For first time mortgage the bank or mortgage company will look at the person’s income and other debts and will work out how much loan to value they are ready to give as a first mortgage and on what terms. Some banks may use a 1/3 ratio which is that the total monthly debts of a person including the mortgage payments should not exceed one third of the person’s income. Most banks and countries have their own rules of what percentage of a residential property are they ready to finance and on what terms? For first mortgages loan to value ratio is calculated by looking at the market price of the property and the mortgage loan that one has applied for. If a person or couple has any other debts or sources of income they will need to disclose these also as the bank will also take this into their calculations. Some banks may not give 100% financing for a first mortgage and the person may be required to make a part of the payment. This can vary from as low as 3% to as high as 20% and this payment is called ‘equity’ which means it’s the borrowers share in the property that they are purchasing.

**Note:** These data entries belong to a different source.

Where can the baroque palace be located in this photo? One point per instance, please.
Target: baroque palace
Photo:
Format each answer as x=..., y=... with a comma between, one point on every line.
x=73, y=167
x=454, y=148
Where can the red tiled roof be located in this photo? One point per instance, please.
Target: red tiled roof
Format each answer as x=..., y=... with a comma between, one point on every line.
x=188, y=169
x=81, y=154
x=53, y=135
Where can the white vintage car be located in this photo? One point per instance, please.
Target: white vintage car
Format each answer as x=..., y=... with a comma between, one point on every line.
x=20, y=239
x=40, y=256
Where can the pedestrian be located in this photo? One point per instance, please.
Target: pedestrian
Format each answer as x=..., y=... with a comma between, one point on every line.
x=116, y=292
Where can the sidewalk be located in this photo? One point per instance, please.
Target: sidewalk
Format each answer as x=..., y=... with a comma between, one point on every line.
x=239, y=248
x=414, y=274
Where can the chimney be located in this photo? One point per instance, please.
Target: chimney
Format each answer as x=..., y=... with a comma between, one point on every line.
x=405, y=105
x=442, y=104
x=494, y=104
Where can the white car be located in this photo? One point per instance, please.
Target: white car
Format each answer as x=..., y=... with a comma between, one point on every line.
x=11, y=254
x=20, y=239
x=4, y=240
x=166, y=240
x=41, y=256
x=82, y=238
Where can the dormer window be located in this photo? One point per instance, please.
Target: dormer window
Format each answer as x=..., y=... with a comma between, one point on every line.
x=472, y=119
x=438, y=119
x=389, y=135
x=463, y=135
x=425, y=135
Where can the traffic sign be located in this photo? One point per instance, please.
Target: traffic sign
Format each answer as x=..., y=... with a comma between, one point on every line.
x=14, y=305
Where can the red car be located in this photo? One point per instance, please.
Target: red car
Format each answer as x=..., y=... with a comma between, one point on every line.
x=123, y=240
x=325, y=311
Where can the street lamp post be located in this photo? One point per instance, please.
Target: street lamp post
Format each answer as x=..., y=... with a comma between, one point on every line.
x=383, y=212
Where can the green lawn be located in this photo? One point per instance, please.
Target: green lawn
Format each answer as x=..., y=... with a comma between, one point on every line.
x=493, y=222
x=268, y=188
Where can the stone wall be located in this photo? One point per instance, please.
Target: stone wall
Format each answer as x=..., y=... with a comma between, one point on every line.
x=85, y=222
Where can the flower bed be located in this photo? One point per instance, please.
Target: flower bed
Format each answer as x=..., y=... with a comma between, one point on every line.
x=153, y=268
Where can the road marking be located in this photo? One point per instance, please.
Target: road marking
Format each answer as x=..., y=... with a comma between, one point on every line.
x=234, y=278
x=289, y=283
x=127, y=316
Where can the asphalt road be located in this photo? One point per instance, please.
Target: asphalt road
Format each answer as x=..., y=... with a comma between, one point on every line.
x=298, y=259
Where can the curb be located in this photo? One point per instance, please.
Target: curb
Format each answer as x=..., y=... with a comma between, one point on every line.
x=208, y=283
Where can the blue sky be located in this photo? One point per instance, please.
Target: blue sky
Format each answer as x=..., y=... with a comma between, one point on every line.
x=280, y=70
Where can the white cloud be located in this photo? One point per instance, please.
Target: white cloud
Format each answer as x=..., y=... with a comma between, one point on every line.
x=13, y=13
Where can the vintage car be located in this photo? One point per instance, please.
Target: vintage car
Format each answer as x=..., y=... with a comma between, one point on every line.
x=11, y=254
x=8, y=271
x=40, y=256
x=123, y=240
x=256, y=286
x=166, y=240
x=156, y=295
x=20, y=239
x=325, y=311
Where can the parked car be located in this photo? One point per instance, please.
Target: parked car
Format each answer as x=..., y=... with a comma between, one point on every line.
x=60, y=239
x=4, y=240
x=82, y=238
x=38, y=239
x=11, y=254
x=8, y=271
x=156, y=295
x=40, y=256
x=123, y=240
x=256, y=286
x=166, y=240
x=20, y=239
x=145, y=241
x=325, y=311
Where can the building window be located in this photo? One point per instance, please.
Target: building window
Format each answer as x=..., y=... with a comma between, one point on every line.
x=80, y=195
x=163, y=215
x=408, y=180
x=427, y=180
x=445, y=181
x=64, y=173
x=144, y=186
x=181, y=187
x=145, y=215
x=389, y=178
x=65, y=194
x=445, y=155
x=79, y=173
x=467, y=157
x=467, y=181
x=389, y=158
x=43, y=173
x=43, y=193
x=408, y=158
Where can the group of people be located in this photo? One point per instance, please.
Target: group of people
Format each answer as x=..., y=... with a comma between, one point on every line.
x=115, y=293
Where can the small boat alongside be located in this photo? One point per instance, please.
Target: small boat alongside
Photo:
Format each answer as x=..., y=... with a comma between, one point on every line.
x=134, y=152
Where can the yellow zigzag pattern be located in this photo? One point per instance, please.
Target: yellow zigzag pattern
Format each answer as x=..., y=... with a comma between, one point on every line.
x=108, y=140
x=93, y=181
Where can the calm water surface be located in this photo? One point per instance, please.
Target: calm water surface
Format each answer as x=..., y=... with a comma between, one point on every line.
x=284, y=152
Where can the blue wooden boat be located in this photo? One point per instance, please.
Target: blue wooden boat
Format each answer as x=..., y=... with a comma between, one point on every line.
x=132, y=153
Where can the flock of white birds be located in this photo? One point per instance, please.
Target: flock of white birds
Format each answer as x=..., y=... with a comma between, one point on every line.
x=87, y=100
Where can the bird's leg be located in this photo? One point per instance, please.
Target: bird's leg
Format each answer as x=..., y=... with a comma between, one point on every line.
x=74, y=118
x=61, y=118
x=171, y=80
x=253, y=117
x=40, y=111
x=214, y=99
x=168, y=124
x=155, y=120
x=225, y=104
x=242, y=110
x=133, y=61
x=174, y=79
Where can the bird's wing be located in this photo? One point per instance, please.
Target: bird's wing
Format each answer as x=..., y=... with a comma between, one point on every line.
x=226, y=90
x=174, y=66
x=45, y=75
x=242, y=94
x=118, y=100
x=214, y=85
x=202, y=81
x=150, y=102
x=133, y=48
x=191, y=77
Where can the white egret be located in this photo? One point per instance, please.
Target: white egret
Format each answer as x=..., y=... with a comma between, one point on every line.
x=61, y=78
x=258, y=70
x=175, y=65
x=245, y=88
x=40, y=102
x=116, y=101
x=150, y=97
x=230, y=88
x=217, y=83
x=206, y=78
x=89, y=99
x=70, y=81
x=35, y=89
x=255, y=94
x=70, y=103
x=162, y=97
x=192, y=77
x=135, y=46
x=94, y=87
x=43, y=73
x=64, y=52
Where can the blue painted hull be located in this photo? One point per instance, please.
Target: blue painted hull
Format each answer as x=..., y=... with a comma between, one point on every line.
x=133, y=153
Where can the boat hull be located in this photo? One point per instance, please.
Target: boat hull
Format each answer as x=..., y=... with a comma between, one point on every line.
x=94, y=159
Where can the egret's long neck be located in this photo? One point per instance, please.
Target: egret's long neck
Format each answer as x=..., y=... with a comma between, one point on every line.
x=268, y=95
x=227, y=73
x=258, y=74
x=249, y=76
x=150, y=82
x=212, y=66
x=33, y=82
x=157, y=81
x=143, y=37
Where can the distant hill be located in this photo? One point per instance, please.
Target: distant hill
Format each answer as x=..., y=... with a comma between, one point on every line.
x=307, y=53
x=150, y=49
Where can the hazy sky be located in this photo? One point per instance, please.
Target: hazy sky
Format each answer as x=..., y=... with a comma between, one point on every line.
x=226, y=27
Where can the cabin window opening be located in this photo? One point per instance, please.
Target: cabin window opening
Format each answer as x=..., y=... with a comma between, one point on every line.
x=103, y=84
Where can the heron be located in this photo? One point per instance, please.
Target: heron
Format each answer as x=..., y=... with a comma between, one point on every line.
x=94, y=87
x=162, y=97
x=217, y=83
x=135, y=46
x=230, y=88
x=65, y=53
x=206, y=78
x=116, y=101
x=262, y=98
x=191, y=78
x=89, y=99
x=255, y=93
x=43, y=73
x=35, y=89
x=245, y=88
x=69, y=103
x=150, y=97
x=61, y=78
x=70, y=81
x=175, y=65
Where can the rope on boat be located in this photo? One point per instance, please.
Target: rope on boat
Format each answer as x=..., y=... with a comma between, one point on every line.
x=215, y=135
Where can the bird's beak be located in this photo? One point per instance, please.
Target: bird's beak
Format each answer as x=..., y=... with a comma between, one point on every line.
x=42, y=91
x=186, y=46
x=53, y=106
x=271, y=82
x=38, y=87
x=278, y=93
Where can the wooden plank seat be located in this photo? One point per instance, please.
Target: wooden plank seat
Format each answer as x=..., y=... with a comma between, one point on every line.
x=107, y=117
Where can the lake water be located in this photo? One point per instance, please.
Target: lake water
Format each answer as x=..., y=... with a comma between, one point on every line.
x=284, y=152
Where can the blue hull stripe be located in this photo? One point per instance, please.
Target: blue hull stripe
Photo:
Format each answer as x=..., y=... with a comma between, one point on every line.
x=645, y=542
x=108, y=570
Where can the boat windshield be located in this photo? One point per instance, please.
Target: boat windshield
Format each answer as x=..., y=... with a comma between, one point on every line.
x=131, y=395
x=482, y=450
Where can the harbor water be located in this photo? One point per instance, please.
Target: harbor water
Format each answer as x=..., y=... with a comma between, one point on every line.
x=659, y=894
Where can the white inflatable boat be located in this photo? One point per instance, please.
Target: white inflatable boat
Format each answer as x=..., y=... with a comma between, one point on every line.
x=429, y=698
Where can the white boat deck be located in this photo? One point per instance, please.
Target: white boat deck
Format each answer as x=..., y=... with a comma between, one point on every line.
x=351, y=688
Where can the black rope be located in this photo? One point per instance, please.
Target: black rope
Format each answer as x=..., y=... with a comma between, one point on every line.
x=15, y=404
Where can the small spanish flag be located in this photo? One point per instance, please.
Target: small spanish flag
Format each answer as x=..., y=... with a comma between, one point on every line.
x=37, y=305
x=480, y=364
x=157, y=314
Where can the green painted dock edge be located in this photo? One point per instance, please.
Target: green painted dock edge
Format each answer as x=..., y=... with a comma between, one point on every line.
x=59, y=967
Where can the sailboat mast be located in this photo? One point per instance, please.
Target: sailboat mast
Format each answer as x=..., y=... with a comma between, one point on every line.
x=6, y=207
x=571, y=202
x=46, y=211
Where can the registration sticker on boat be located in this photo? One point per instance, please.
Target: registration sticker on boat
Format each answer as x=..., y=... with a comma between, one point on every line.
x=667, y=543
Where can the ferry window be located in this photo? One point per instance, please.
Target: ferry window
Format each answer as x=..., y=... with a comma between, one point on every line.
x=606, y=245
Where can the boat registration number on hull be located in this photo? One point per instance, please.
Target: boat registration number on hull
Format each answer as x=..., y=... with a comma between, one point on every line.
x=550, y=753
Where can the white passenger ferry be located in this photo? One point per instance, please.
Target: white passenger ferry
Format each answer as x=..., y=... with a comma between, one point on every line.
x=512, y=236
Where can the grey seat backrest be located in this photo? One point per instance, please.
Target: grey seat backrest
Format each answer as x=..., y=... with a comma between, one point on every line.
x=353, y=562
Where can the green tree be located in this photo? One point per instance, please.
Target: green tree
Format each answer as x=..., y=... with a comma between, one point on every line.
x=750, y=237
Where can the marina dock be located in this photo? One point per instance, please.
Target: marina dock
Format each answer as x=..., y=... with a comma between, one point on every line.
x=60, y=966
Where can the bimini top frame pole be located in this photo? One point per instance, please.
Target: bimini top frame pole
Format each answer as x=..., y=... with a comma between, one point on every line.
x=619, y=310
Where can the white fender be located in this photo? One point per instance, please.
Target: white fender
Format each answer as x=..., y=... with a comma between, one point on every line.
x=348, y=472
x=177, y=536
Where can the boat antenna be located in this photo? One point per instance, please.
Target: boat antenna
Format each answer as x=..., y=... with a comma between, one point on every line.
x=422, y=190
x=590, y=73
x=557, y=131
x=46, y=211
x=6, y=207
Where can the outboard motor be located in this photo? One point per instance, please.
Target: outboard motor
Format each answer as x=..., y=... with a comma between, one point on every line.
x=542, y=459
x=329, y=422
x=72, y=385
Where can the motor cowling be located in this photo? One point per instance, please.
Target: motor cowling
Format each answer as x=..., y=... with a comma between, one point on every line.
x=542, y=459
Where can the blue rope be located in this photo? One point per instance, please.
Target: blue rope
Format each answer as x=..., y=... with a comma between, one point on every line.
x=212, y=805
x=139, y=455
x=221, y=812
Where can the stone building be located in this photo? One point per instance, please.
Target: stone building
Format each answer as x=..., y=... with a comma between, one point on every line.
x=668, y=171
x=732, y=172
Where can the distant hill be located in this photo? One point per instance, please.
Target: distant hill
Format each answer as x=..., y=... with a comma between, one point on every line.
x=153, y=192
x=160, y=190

If one is looking for a first time mortgage one should approach their own bank first and should also know all about mortgage costs, discount points, etc. so that they do not end up paying a lot of money in unknown charges. If one is going for a first time mortgage they should approach different banks and mortgage companies and get quotations for first mortgage loans from them. However one should not disclose their credit rating till they have decided which bank or mortgage company they want to deal with. In USA if one discloses their name and Social Security Number to a mortgage company or companies they will pull out their credit ratings and this will cause the credit rating of the person who is looking for a first mortgage to reduce as 10% points are deducted every time one gets their credit rating. So only after one has decided which bank or mortgage they want to go with should they approach them and give the necessary information.
Most first mortgages that are offered by banks and mortgage companies are fixed term and fixed interest rate. Term is the number of installments that one will pay to return the loan. These payments may be fortnightly or weekly payments. Secondly the interest that they will charge will be fixed. Different banks and mortgage companies have different interest rates that they may charge. For the first time mortgage seekers make sure to work all this out before looking for a property as finding a property first and then looking for a mortgage can delay the entire mortgage process. To get 1st home loan mortgage is not difficult and some people also get 1st 2nd loan mortgage refinance which they may use to pay off the first mortgage and get a better second mortgage. Getting a bad credit first mortgage can be difficult as some banks may reject the application straight away due to bad credit.